Now that protecting liberties is so passe, government is in the real estate business. But, being almighty, it can’t just buy and sell like ordinary people. No, it must “acquire, improve and exchange Facility ‘B’ for Facility, ‘A’” as was specified for Project X, and close the deal, public hearing and all, before members of the public know what is going on. Requests for transparency are met with assurances that the multimillion dollar entity begging funds threatened to back out of the deal if its identity were revealed. Then, come the lectures about how the company is not getting a check. It is just getting a tax break. And, since it will be paying more in taxes than the owners of a derelict lot, it can afford not to pay those taxes for ten years.

So, in the latest Buncombe County saga, we learn of the dispensation of the “spec building.” At their last meeting, the commissioners approved the sale of the spec building for $1.3 million to a private company in order to make a charitable contribution of that amount to the newly-forming Enka Youth Sports Organization. I don’t recall how the county came to own a spec building, but I don’t believe it was the builder.

Two weeks later, the public is learning who is buying the spec building. It is Wicked Weed. The brewer will rent the building from the county for three years before buying it. Rent will be $1 for the first six months, then $5000/mo until 2017 when it goes up to $5833/mo. The purchase price will be below the tax value, which is $1,519,400.

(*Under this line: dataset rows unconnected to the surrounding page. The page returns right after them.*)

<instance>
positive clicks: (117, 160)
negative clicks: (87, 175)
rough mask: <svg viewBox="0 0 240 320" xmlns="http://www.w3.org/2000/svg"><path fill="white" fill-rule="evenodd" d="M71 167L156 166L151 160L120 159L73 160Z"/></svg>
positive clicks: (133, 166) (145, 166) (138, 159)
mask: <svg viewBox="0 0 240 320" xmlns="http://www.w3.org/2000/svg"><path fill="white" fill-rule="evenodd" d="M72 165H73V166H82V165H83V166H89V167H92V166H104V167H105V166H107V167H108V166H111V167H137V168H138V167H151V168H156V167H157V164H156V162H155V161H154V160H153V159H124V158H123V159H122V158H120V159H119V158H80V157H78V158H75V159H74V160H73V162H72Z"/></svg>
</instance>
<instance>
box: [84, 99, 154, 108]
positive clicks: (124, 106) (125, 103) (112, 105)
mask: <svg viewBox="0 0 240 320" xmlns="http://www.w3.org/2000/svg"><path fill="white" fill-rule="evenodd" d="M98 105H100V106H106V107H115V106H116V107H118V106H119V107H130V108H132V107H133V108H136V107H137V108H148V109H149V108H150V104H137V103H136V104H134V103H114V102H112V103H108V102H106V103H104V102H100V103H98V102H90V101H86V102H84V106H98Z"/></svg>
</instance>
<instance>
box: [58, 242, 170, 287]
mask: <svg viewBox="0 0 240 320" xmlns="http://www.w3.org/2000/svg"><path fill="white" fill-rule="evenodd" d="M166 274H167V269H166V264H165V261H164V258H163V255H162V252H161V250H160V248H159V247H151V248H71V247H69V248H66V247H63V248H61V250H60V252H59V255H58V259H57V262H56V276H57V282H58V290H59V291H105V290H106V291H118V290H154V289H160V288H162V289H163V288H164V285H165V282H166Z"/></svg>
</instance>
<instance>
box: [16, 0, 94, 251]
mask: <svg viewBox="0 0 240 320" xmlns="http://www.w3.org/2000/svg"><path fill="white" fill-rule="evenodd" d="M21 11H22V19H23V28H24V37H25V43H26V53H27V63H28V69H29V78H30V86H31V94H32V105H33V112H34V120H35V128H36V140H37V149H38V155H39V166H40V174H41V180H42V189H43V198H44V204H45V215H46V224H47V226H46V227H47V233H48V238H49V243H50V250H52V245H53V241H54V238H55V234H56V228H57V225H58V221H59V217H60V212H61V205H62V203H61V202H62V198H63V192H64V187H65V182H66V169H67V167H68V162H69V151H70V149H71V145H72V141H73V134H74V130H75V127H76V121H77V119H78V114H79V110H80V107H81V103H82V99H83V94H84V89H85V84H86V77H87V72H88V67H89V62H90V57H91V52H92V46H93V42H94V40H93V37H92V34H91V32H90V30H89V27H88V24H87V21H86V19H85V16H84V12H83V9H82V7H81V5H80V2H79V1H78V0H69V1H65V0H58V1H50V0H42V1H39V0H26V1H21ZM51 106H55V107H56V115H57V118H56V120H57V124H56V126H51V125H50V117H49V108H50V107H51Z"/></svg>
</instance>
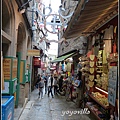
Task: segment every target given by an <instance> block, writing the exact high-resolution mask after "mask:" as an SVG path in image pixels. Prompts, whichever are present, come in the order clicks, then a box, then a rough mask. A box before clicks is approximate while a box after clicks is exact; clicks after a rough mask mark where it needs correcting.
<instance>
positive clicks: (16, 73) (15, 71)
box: [12, 59, 17, 79]
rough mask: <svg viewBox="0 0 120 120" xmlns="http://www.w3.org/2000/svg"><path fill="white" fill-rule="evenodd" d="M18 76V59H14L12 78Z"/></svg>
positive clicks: (13, 61) (12, 66) (16, 76)
mask: <svg viewBox="0 0 120 120" xmlns="http://www.w3.org/2000/svg"><path fill="white" fill-rule="evenodd" d="M13 78H17V59H13V66H12V79H13Z"/></svg>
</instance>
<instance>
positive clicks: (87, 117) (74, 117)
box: [19, 89, 92, 120]
mask: <svg viewBox="0 0 120 120" xmlns="http://www.w3.org/2000/svg"><path fill="white" fill-rule="evenodd" d="M78 111H80V108H77V107H76V105H75V103H73V102H72V101H71V102H67V101H66V100H65V97H64V96H54V98H52V97H51V96H50V97H48V95H47V94H44V98H43V99H40V98H38V90H37V89H35V90H34V91H33V92H32V94H31V100H30V101H28V103H27V105H26V107H25V109H24V111H23V113H22V115H21V117H20V119H19V120H92V119H90V118H89V115H85V114H80V113H77V112H78ZM88 111H89V110H88ZM72 112H73V113H74V114H70V113H72Z"/></svg>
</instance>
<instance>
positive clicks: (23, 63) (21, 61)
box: [20, 61, 24, 83]
mask: <svg viewBox="0 0 120 120" xmlns="http://www.w3.org/2000/svg"><path fill="white" fill-rule="evenodd" d="M23 69H24V62H23V61H21V62H20V82H21V83H22V82H23Z"/></svg>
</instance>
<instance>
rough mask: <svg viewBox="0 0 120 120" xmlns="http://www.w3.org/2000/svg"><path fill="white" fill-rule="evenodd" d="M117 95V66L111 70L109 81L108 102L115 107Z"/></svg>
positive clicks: (109, 73) (110, 70)
mask: <svg viewBox="0 0 120 120" xmlns="http://www.w3.org/2000/svg"><path fill="white" fill-rule="evenodd" d="M116 93H117V66H112V67H111V68H110V69H109V80H108V102H109V103H110V104H111V105H113V106H115V101H116Z"/></svg>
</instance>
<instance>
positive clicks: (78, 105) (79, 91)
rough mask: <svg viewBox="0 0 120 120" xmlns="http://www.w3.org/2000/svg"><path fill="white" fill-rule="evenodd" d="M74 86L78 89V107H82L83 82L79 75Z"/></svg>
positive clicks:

Wicked Weed claims it would not enter an ambitious expansion phase but for the $74,925 lump sum the county will award up-front. Now, if some religious nut were to stand up for his right not to subsidize firewater, he would be making himself uncool. This is, after all, not bad beer of which we speak, but hip beer, like they drink in Munich. If some tight-wad were to ask what was so horrible about the brewer’s plans that they couldn’t get assistance from conventional lenders, he would be reminded that banks are so evil and greedy, only government can properly dish out corporate loans.